Star Wars: The Last Forcebender (2018 Video)
Esemicolonr: Self
Quotes
-
Esemicolonr : Ghost Yoda tells Luke to look past, and I quote, "a pile of old books." Luke points out that they were "the sacred Jedi texts."
Luke Skywalker : The sacred Jedi texts!
Esemicolonr : Ghost Yoda responds, and I quote:
Yoda : Ooh. Fuck that shit!
-
Esemicolonr : You know when I saw the original Star Wars trilogy a few years back for the first time I never thought I would see the hero weighing the pros and cons of decapitating his nephew.
-
Esemicolonr : [about Holdo] Admiral "That's no neck, that's a space elevator" decides to stay behind and go down with the cruiser. Ha! Does the Rebellion really have the high-ranking members to spare? I'm no military expert but surely a vice-admiral is a little less expendable than a foot soldier. She *is* a genetic dead-end though, so I guess it's fitting in a Darwinian sense.
-
Esemicolonr : What follows is probably the second funniest bit of The Last Jedi, as Snoke narrates his own death.

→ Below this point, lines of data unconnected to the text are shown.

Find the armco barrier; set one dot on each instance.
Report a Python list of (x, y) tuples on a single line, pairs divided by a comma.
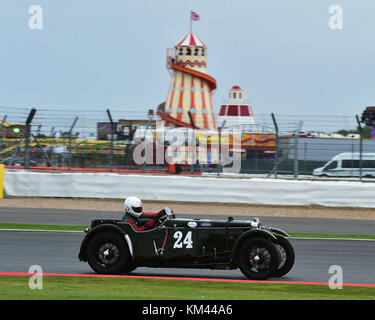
[(194, 189)]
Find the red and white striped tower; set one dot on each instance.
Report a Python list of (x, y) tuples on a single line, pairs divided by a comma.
[(190, 87)]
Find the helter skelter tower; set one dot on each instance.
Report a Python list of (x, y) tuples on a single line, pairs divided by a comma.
[(190, 88)]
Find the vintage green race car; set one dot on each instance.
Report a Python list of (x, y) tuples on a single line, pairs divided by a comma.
[(112, 246)]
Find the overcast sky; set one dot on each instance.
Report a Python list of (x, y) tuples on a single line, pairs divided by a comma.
[(99, 54)]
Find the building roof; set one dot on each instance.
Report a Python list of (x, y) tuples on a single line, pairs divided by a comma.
[(191, 40)]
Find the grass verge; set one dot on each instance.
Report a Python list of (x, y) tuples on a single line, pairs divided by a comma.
[(25, 226), (91, 288)]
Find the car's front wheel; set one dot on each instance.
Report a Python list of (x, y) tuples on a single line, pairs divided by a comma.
[(258, 258), (107, 253), (287, 256)]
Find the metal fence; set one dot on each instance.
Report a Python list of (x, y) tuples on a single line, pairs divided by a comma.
[(67, 139)]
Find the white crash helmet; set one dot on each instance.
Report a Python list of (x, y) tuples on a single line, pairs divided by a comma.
[(133, 206)]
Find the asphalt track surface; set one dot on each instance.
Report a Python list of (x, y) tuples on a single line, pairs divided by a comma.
[(56, 252)]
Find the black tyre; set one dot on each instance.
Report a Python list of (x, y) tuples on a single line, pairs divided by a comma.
[(258, 258), (287, 256), (107, 253)]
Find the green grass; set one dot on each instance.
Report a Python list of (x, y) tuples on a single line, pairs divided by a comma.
[(88, 288), (26, 226)]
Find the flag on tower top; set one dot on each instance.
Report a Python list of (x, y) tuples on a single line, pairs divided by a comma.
[(194, 16)]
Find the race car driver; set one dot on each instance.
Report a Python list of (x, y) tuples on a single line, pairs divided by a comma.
[(136, 217)]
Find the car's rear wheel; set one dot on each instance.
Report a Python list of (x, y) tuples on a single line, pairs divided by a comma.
[(107, 253), (287, 256), (258, 258)]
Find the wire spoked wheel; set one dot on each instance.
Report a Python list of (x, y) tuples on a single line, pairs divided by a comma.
[(258, 258), (108, 253)]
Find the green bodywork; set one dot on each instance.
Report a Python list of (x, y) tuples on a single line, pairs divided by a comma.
[(180, 242)]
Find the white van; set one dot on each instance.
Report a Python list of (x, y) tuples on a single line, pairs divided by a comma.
[(347, 165)]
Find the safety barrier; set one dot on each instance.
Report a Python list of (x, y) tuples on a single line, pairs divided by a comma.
[(194, 189)]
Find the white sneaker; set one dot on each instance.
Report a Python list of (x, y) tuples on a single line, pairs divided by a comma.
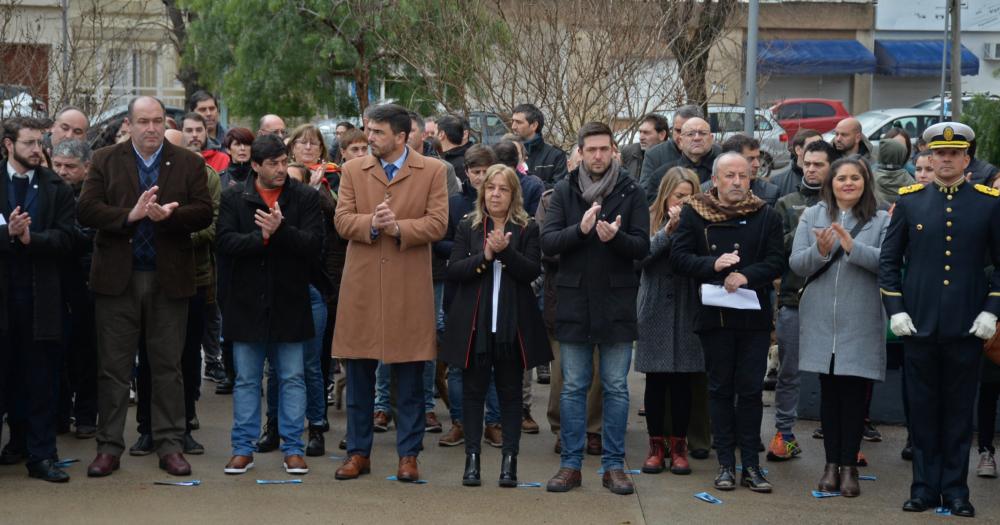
[(236, 465), (987, 465)]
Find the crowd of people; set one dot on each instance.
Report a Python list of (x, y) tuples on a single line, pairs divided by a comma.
[(404, 261)]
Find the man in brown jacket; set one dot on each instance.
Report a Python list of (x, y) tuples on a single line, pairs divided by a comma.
[(145, 198), (393, 204)]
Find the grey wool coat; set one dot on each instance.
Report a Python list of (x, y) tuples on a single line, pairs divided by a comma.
[(841, 312), (666, 306)]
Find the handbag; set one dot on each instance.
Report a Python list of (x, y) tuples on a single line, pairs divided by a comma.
[(991, 348), (836, 255)]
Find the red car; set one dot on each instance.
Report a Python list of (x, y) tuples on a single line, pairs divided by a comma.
[(820, 114)]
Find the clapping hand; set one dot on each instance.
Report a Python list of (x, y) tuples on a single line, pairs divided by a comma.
[(268, 221)]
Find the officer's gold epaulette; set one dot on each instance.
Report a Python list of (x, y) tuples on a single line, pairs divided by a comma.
[(911, 188), (982, 188)]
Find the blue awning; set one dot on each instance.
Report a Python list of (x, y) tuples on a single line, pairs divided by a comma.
[(919, 58), (814, 57)]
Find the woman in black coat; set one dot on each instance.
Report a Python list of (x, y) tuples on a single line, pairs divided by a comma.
[(494, 325)]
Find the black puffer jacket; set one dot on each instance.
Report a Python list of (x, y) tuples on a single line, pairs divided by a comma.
[(596, 286)]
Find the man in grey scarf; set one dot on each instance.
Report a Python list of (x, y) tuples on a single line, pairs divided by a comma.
[(597, 223)]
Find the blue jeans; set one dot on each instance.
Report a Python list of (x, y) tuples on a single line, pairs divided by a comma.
[(287, 359), (577, 370), (455, 398), (313, 355)]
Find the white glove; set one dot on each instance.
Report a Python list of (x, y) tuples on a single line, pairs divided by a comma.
[(901, 325), (984, 326)]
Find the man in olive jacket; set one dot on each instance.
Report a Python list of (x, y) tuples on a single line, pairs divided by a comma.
[(598, 225), (145, 197)]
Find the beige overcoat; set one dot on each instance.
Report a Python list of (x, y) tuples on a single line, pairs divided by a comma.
[(386, 307)]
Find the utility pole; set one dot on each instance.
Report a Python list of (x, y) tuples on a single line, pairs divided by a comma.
[(956, 60), (750, 84)]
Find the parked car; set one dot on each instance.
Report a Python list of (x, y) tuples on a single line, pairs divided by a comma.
[(820, 114), (17, 101), (934, 103), (877, 122)]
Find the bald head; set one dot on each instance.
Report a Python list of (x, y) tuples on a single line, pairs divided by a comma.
[(70, 123), (272, 125), (847, 136), (696, 138)]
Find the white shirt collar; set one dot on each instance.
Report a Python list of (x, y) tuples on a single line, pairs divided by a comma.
[(11, 172)]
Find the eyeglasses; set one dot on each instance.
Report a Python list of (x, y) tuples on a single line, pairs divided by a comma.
[(32, 143)]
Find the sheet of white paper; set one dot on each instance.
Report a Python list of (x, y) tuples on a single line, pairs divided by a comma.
[(741, 299)]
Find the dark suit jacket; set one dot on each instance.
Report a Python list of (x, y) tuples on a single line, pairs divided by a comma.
[(110, 191), (52, 232)]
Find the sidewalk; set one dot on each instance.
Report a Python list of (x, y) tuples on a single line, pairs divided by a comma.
[(129, 495)]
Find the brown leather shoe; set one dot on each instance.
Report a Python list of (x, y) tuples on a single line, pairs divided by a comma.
[(353, 467), (295, 464), (238, 465), (381, 421), (849, 486), (408, 469), (565, 480), (175, 464), (454, 437), (594, 447), (830, 482), (493, 435), (103, 465), (431, 424), (617, 482)]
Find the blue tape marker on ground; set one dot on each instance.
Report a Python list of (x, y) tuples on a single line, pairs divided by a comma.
[(418, 482)]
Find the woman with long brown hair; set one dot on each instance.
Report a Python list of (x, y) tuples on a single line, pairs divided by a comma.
[(667, 351), (494, 327)]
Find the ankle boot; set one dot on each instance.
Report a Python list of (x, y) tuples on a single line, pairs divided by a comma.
[(849, 486), (508, 471), (471, 476), (678, 456), (830, 482), (269, 438), (655, 462), (317, 444)]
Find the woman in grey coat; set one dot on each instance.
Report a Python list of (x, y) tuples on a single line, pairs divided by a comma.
[(667, 351), (842, 322)]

Snoke : I see the lightsaber slowly turning. Don't see your fingers on it but... okay? Yes... I... I see it piercing
[redacted]
Snoke : robe-like outfit... and I guess your outfit is like a robe. And then my apprentice ignites his saber! It's blue, now? Hmm... okay. Well, he turns that shit on and slays his *true* enemy!
[Snoke dies]
Esemicolonr : Poor Snoke. Only half the character he could have been.
-
Esemicolonr : Wow... Rey was wrong? How is that even possible without the fabric of time and space splitting apart? Oh sh-
[explosion]
-
Esemicolonr : Poor Poe... how many times is this movie gonna spit in his dashingly handsome face?
Darth Sidious : All of them.
-
Esemicolonr : Master strategist Leia says, and I quote...
Leia : We have everything we need.
Esemicolonr : Bitch, you just got your everything decimated times nine! Your Force ain't with you! You and Admiral Paps near got them all blown up a few minutes ago! You lost the father of your child AND your brother in the span of a few days! Your fleet is *gone*, due to your uppity purple bitch refusing to disclose your shit plan!
-
Esemicolonr : [about Rey's parents being nobodies] It's great! Honestly, I loved this reveal. It's just the biggest, most deliberate middle finger to all the fan theories, to anyone who gave a rat's ass about Rey's background. No cool bloodline, no interesting backstory, no connection to the Skywalkers... and Snoke is just some old turd in a bathrobe. I couldn't have let everyone down any better myself.
-
Esemicolonr : [about the sorry state of the Rebellion in this movie] You put all your guys in one place? Wow... fuck you people! I'm rooting for the Space Nazis now... when they put all their people and resources in one place
[clip of the Starkiller base exploding]
Esemicolonr : , it didn't hurt them at all! You can't top that!